Der F war´s der 400 € gespendet hat! Obendrein noch quasi auf meinen Namen, weil er die Daten des Erlagscheins der Caritas benützt hat, der an mich adressiert war. Erzählt hat er mir nichts davon, nur irgendwann nebenbei erwähnt, dass er für Beyrouth spenden wollte. Ich bin beeindruckt, sehr beeindruckt. Noch nie habe ich eine annähernd so hohe Summe gespendet.

Bodhichitta nennt sich die buddhistische Praxis, bei der man anderen Menschen gute Gedanken schickt, unter anderem solchen mit denen man kein besonders gutes Verhältnis hat.

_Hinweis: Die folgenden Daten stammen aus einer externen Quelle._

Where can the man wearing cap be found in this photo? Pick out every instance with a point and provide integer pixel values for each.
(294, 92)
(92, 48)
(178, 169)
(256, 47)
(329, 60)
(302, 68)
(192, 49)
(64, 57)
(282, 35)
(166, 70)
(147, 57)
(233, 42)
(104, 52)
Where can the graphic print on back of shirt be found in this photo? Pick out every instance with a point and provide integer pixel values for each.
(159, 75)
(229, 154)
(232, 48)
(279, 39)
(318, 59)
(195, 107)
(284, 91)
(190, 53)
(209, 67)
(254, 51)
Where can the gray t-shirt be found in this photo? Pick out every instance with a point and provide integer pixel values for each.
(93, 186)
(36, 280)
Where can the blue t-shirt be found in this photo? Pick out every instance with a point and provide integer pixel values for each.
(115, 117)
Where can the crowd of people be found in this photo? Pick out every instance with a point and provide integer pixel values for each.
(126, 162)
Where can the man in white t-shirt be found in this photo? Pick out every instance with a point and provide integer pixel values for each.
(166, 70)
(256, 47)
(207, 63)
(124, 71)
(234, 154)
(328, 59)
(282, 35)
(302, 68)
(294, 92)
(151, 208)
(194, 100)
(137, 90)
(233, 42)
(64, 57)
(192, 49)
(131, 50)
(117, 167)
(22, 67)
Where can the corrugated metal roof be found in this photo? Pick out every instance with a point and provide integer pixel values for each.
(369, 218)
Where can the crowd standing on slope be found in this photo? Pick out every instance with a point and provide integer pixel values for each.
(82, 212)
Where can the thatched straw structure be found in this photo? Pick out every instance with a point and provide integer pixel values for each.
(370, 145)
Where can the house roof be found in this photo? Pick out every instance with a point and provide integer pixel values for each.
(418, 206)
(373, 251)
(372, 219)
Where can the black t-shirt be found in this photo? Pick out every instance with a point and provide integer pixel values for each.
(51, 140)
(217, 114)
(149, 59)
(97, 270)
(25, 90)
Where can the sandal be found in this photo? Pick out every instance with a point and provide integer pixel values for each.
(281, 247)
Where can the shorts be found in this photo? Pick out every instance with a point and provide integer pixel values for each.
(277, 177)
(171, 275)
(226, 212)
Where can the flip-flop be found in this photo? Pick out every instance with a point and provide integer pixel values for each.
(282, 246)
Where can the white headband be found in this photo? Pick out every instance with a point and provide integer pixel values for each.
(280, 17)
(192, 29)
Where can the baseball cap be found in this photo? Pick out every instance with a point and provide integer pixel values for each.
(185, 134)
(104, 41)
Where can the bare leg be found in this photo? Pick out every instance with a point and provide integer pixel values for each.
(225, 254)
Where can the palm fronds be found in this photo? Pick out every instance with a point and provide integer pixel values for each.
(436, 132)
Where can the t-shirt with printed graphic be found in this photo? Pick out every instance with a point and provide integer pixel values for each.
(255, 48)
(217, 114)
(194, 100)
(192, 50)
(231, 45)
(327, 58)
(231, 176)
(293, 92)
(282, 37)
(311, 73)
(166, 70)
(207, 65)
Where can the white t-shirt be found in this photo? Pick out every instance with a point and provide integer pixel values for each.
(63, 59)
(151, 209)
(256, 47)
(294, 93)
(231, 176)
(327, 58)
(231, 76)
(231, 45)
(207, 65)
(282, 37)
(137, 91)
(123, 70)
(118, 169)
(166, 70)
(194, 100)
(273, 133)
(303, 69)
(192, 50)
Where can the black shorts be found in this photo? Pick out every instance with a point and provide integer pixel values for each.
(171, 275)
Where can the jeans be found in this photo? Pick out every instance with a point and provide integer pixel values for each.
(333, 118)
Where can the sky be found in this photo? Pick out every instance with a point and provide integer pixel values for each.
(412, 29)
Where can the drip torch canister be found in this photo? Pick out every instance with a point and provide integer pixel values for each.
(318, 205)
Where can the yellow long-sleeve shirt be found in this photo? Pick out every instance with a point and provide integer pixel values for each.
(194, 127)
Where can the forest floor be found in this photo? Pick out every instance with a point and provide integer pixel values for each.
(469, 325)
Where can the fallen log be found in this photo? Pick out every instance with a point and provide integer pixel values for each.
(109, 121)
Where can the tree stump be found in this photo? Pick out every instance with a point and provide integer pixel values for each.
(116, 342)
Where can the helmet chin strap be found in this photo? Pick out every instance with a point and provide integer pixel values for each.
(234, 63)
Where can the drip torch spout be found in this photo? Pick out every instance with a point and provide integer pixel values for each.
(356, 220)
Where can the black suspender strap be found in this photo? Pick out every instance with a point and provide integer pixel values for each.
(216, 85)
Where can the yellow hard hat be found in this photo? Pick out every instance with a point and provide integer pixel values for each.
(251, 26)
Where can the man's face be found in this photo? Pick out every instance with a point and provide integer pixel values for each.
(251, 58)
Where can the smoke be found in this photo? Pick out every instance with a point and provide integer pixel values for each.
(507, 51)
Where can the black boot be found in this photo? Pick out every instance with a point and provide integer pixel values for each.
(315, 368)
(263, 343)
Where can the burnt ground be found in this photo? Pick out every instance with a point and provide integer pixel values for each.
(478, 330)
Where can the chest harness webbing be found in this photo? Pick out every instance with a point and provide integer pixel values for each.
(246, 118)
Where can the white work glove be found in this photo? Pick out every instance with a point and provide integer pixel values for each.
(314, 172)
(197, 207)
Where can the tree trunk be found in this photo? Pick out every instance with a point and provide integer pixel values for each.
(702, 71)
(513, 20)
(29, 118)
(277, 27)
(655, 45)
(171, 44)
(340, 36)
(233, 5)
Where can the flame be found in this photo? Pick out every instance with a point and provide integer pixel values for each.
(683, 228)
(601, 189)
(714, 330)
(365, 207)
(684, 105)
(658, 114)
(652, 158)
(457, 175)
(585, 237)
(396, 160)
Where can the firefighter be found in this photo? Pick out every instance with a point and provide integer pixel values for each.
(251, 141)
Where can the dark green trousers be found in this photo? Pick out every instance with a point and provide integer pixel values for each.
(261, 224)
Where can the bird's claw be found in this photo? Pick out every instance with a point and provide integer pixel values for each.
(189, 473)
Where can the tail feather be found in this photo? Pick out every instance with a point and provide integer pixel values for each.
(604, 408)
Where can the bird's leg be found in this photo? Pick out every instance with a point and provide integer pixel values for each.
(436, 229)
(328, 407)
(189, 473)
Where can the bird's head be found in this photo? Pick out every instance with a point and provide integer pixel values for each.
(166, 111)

Leuten, die man mag oder solchen denen man neutral gegenübersteht freundliche Gedanken zu schicken, ist ja keine Kunst. Es ist einfach und hinterlässt ein gutes Gefühl. Bei Menschen, die man eigentlich nicht leiden kann, ist das eine andere Sache eine ziemlich schwierige sogar, aber das Gefühl danach ist mindestens genauso gut.

Ich glaube ja nicht daran, dass die freundlichen Gedanken tatsächlich bei anderen ankommen, aber ich bemerke, dass es etwas mit mir macht, wenn es mir gelingt, an jemanden den/die ich so gar nicht leiden kann mit Freundlichkeit zu denken. Eine gute Übung, die man immer und überall praktizieren kann.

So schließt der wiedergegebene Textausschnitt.